| > Saying "I know how LLMs work because I read a paper about transformer architecture" is about as delusional as saying "I read a paper about transistors, and now I understand how Ryzen 9800X3D works". Maybe more so. Which is to say, not delusional at all. Or else we have to accept that basically hardly anyone "understands" anything. You set an unrealistic standard. Beginners play abstract board games terribly. We don't say that this means they "don't understand" the game until they become experts; nor do we say that the experts "haven't understood" the game because it isn't strongly solved. Knowing the rules, consistently making legal moves and perhaps having some basic tactical ideas is generally considered sufficient. Similarly, people who took the SICP course and didn't emerge thoroughly confused can reasonably be said to "understand how to program". They don't have to create MLOC-sized systems to prove it. > It takes actual reverse engineering work to figure out how LLMs can do small bits and tiny slivers of what they do. And here you are - claiming that we actually already know everything there is to know about them. No; it's a dismissal of the relevance of doing more detailed analysis, specifically to the question of what "understanding" entails. The fact that a large pile of "transformers" is capable of producing the results we see now, may be surprising; and we may lack the mental resources needed to trace through a given calculation and ascribe aspects of the result to specific outputs from specific parts of the computation. But that just means it's a massive computation.
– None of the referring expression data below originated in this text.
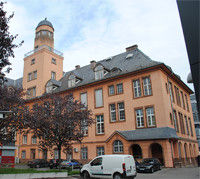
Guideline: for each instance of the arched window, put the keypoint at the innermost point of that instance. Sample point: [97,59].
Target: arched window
[99,72]
[118,147]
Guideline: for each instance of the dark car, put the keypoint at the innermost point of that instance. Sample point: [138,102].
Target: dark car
[149,165]
[38,163]
[71,163]
[54,163]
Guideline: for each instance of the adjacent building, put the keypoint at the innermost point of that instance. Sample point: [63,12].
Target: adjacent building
[140,106]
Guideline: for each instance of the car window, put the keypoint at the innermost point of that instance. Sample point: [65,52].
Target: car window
[96,162]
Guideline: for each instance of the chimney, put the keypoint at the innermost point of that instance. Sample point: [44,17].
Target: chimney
[77,66]
[92,63]
[128,49]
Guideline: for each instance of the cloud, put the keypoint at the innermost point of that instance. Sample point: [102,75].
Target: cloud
[94,30]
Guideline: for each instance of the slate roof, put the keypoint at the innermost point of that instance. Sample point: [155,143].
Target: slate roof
[149,133]
[137,62]
[45,22]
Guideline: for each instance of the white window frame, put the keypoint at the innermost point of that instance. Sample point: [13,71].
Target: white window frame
[100,124]
[24,140]
[122,110]
[139,118]
[113,111]
[100,151]
[98,103]
[118,146]
[137,88]
[84,153]
[147,89]
[120,88]
[151,121]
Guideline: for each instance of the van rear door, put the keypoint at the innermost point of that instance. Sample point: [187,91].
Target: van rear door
[130,165]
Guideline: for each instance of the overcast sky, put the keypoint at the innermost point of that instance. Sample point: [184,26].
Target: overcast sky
[95,29]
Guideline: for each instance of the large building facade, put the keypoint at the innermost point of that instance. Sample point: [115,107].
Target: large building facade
[140,106]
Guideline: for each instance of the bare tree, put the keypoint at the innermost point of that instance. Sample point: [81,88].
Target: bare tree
[7,44]
[58,121]
[11,100]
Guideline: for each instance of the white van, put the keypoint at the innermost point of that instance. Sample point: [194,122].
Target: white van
[110,166]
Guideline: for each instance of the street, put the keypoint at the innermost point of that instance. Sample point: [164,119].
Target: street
[168,173]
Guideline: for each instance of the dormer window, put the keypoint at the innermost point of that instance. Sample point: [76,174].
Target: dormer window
[99,72]
[72,81]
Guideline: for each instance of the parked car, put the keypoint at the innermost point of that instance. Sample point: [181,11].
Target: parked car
[54,163]
[71,163]
[149,165]
[110,166]
[38,163]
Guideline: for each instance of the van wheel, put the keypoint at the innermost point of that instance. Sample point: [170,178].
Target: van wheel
[117,176]
[86,175]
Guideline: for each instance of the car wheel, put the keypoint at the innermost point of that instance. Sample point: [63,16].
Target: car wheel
[117,176]
[86,175]
[152,170]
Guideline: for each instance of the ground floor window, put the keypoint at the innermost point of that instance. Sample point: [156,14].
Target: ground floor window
[100,151]
[118,147]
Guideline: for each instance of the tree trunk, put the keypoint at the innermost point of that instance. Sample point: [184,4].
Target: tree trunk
[59,157]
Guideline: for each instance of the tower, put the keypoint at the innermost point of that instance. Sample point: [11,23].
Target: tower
[43,63]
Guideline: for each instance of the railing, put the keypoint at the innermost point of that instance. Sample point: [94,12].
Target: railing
[42,47]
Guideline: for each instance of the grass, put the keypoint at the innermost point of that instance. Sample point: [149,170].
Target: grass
[31,170]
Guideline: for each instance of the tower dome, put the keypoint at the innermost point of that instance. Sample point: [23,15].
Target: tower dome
[45,22]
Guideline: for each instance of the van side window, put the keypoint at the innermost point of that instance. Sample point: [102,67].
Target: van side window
[96,162]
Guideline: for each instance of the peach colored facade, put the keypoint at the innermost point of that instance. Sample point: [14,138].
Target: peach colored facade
[171,152]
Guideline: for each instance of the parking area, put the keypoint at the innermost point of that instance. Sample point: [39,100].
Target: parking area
[168,173]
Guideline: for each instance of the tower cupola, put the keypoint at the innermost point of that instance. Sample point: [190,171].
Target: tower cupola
[44,34]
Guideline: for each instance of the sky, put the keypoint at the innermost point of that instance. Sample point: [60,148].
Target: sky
[88,30]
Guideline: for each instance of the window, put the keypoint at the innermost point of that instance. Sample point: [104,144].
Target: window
[53,75]
[100,151]
[171,91]
[84,99]
[71,81]
[191,130]
[183,101]
[99,98]
[35,75]
[147,86]
[121,111]
[29,76]
[84,153]
[24,140]
[186,99]
[181,123]
[99,72]
[34,140]
[23,154]
[33,61]
[99,124]
[119,88]
[97,162]
[53,60]
[137,88]
[111,90]
[150,117]
[118,147]
[55,154]
[186,125]
[139,118]
[175,121]
[84,127]
[112,113]
[31,92]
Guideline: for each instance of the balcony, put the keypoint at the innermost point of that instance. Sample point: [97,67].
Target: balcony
[44,47]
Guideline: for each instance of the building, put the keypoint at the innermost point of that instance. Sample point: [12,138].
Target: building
[141,107]
[195,117]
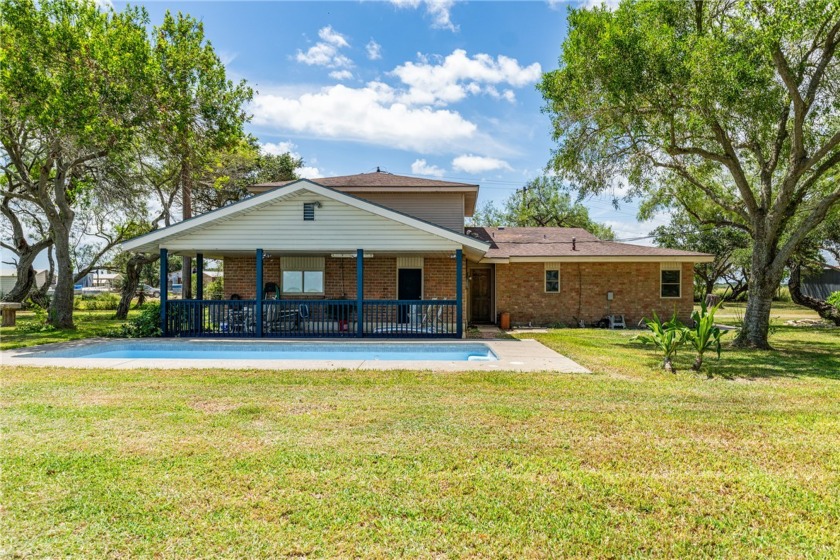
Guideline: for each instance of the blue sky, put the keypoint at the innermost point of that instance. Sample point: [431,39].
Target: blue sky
[441,89]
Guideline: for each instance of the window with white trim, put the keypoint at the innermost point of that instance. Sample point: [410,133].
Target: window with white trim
[552,279]
[302,275]
[670,280]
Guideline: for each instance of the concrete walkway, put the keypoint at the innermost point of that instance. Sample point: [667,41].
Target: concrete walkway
[514,355]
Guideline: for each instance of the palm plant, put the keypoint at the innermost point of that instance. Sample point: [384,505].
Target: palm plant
[666,337]
[704,335]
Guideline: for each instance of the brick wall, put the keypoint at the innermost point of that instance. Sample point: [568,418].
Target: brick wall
[339,277]
[520,290]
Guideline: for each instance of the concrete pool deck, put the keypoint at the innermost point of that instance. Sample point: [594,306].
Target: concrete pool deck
[526,355]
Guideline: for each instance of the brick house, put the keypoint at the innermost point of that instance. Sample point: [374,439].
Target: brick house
[382,255]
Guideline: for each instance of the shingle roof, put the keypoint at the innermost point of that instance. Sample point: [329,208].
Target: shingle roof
[375,179]
[557,242]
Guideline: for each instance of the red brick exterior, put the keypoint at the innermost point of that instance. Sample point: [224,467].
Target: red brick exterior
[519,287]
[520,291]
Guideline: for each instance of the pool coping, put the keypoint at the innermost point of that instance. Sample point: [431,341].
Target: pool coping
[522,355]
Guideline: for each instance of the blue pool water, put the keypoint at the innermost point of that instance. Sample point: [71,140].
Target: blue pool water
[194,350]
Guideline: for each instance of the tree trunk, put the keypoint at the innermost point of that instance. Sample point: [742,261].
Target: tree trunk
[39,295]
[825,309]
[131,279]
[186,196]
[764,281]
[61,306]
[24,282]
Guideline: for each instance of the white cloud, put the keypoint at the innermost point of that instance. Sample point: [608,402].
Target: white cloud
[439,10]
[370,114]
[341,74]
[329,35]
[289,147]
[452,78]
[420,167]
[374,50]
[611,5]
[478,164]
[309,172]
[326,52]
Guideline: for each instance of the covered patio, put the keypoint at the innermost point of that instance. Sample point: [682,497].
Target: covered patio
[305,260]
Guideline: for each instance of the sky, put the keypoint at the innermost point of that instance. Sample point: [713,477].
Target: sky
[442,89]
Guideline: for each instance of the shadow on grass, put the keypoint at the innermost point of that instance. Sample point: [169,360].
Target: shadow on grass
[789,358]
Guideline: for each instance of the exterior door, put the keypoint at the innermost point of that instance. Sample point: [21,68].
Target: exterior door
[480,295]
[409,287]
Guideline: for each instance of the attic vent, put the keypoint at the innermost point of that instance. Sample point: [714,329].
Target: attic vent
[309,211]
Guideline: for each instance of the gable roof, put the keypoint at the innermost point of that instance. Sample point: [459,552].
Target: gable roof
[381,181]
[556,244]
[150,241]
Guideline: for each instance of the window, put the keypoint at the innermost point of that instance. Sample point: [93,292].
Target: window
[670,280]
[303,281]
[552,280]
[308,211]
[302,275]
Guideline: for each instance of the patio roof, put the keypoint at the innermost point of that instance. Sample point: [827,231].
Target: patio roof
[392,227]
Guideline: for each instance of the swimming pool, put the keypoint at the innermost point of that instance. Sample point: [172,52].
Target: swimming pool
[242,350]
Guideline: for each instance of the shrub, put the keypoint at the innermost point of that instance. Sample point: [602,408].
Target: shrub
[666,337]
[145,325]
[99,302]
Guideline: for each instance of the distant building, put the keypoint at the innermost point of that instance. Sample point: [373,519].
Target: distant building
[822,285]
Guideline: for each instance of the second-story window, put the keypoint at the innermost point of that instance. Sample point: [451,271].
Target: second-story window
[309,211]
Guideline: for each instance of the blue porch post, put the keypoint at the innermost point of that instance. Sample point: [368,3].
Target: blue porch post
[259,292]
[164,288]
[199,276]
[459,287]
[360,292]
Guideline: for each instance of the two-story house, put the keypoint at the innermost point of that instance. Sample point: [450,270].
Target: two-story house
[386,255]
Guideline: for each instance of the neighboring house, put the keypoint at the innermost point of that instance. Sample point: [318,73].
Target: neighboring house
[8,280]
[99,278]
[396,249]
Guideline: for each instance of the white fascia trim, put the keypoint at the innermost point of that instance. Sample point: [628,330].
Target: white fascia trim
[280,192]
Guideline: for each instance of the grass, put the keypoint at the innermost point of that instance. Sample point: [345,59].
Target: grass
[626,462]
[88,324]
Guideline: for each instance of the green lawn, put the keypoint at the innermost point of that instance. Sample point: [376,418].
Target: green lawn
[625,462]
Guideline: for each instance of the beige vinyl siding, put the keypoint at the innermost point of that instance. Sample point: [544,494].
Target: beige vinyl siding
[443,209]
[337,227]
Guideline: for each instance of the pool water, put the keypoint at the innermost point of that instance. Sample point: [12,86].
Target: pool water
[200,350]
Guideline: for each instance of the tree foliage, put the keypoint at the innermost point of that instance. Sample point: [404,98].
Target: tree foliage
[727,109]
[541,203]
[729,245]
[74,96]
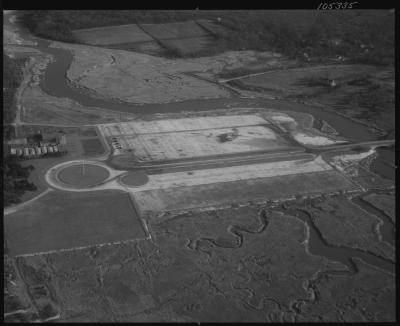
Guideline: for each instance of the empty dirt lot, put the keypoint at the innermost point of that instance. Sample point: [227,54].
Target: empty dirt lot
[193,137]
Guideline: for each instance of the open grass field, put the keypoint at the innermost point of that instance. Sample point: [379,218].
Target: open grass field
[112,35]
[83,175]
[187,29]
[241,191]
[187,46]
[64,220]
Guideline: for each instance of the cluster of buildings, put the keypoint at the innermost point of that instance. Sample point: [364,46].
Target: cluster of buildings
[37,146]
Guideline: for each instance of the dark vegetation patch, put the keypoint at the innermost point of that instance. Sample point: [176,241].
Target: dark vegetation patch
[356,34]
[15,180]
[12,77]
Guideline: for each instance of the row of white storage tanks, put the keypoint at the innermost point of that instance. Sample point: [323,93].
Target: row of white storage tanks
[31,151]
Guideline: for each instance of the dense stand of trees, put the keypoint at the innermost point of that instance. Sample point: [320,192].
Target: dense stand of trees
[15,180]
[12,77]
[365,36]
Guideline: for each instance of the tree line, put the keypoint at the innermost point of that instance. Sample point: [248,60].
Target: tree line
[365,36]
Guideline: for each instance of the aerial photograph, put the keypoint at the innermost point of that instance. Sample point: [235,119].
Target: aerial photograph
[199,166]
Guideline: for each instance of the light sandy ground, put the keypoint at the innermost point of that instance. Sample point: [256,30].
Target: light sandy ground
[192,137]
[176,125]
[10,34]
[346,163]
[355,157]
[175,145]
[314,140]
[233,173]
[141,78]
[197,177]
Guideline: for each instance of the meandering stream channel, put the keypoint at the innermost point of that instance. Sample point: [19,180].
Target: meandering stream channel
[55,83]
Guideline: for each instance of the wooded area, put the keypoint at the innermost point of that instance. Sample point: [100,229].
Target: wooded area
[361,35]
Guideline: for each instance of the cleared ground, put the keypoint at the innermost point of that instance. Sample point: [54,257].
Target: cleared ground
[140,78]
[241,191]
[63,220]
[92,146]
[182,37]
[112,35]
[295,80]
[184,124]
[169,146]
[234,173]
[83,175]
[193,137]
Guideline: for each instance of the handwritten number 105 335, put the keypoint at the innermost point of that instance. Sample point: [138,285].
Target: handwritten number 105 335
[336,5]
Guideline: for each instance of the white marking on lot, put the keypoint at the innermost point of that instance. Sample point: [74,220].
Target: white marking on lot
[315,140]
[354,157]
[233,173]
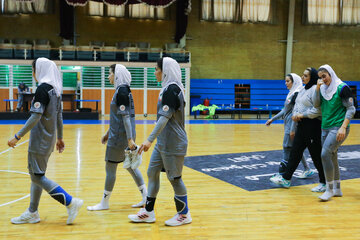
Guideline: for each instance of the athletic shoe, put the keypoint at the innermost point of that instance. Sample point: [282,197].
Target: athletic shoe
[319,188]
[275,175]
[136,158]
[337,192]
[326,196]
[98,207]
[143,195]
[143,216]
[307,173]
[26,217]
[73,209]
[179,219]
[279,180]
[128,156]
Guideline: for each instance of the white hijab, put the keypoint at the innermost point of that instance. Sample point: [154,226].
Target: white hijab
[296,87]
[328,91]
[47,72]
[171,74]
[121,76]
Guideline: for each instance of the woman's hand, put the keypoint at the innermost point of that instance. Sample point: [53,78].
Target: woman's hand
[292,135]
[268,122]
[12,142]
[297,118]
[131,144]
[104,138]
[340,136]
[60,145]
[145,146]
[319,83]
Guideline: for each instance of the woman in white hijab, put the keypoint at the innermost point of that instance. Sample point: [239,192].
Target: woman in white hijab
[171,145]
[121,137]
[294,84]
[307,115]
[46,127]
[337,107]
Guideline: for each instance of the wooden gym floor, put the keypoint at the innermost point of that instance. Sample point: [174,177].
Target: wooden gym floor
[219,210]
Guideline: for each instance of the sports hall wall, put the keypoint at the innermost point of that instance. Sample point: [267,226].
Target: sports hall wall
[218,50]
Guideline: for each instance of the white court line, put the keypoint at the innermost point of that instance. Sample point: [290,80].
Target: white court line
[4,204]
[16,200]
[12,171]
[12,148]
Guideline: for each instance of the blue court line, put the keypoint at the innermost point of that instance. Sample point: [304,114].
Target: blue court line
[203,121]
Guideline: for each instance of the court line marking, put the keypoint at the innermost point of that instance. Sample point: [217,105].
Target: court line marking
[19,199]
[12,171]
[15,146]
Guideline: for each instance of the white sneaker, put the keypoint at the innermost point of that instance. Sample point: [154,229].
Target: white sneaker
[143,195]
[279,180]
[319,188]
[179,219]
[98,207]
[307,173]
[143,216]
[136,158]
[73,209]
[26,217]
[337,192]
[128,156]
[327,195]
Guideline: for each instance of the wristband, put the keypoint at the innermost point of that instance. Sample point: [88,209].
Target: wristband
[17,138]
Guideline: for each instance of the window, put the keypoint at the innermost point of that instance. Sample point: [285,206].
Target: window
[350,12]
[145,11]
[26,6]
[99,9]
[135,10]
[236,10]
[346,12]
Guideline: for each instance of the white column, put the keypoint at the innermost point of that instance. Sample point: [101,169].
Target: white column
[145,92]
[80,80]
[290,37]
[102,91]
[11,85]
[187,91]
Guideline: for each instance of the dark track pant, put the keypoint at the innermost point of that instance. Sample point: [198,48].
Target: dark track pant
[308,135]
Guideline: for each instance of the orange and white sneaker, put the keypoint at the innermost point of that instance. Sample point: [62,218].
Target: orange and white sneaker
[179,219]
[143,216]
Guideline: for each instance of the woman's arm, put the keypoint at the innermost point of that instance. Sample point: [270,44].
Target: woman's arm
[30,123]
[161,123]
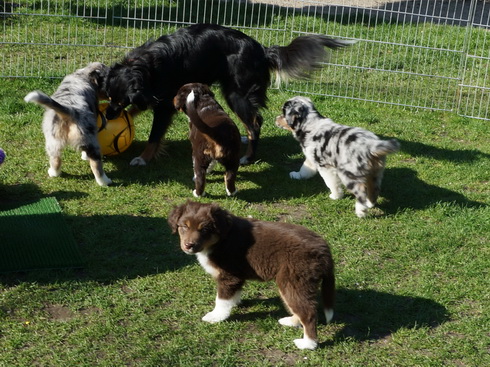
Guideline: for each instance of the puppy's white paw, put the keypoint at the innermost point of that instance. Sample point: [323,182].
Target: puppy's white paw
[305,343]
[244,161]
[295,175]
[289,321]
[137,161]
[54,173]
[104,181]
[191,97]
[336,196]
[214,317]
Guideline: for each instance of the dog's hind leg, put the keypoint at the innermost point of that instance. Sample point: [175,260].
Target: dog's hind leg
[162,117]
[247,109]
[95,160]
[332,180]
[230,177]
[53,150]
[229,295]
[302,305]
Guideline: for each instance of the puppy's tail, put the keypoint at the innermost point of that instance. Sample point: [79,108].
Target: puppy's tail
[385,147]
[303,55]
[46,101]
[328,294]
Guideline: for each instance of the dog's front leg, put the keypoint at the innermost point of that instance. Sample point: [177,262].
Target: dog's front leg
[226,299]
[307,170]
[162,117]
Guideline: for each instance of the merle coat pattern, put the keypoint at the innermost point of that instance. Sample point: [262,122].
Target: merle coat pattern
[234,249]
[346,155]
[71,118]
[213,134]
[150,75]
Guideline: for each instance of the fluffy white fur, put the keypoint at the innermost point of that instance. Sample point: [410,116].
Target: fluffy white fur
[71,119]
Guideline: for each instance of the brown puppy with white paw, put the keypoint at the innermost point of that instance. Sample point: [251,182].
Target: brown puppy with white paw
[234,249]
[214,135]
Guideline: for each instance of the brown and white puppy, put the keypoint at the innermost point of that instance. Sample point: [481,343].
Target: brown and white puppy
[213,134]
[346,155]
[234,249]
[71,118]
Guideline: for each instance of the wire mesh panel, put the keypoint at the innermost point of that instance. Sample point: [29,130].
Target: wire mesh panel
[426,54]
[410,53]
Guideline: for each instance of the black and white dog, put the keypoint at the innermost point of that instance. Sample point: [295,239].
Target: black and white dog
[71,118]
[150,75]
[341,154]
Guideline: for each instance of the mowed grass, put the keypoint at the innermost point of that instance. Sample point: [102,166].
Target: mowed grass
[412,279]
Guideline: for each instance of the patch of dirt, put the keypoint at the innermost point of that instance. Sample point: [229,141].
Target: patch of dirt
[59,312]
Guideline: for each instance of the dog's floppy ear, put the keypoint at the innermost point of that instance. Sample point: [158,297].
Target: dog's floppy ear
[174,216]
[179,101]
[294,112]
[222,219]
[98,74]
[204,89]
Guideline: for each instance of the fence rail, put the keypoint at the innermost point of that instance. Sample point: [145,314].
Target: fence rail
[423,54]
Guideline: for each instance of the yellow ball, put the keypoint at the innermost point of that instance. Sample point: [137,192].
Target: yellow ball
[117,135]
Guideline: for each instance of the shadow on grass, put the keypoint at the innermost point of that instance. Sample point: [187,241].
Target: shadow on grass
[363,314]
[416,149]
[402,189]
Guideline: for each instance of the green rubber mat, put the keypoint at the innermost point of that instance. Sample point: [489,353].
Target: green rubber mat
[36,236]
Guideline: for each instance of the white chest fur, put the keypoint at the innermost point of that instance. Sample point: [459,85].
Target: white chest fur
[206,264]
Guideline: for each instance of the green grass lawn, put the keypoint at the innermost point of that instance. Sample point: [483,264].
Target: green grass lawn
[412,279]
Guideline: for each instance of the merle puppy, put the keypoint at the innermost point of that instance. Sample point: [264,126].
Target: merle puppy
[71,118]
[341,154]
[213,134]
[150,75]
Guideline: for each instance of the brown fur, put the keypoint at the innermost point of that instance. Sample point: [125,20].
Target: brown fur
[234,249]
[213,134]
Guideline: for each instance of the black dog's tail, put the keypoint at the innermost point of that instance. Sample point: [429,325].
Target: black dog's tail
[44,100]
[303,55]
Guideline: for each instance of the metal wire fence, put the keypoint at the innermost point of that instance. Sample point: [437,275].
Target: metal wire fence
[424,54]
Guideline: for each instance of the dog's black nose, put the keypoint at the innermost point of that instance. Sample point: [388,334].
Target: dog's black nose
[189,246]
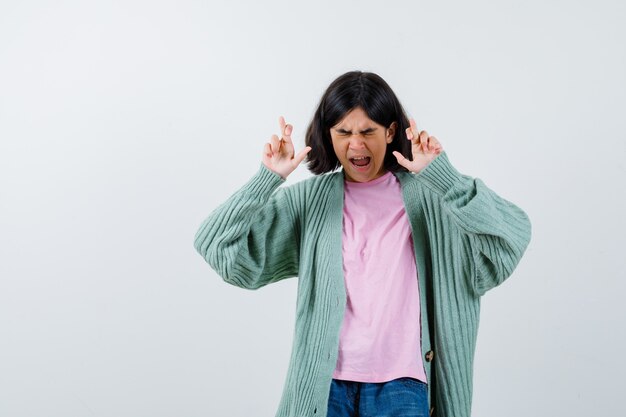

It doesn't fundamentally change how that computation works, and doesn't negate the "understanding" thereof. |
Is it a foundational part? Yes. But if you have it and nothing else, that adds up to knowing almost nothing about how the whole CPU works. And you could come to understand much more than that without ever learning what a "transistor" even is.
Understanding low level foundations does not automatically confer the understanding of high level behaviors! I wish I could make THAT into a nail, and drive it into people's skulls, because I keep seeing people who INSIST on making this mistake over and over and over and over and over again.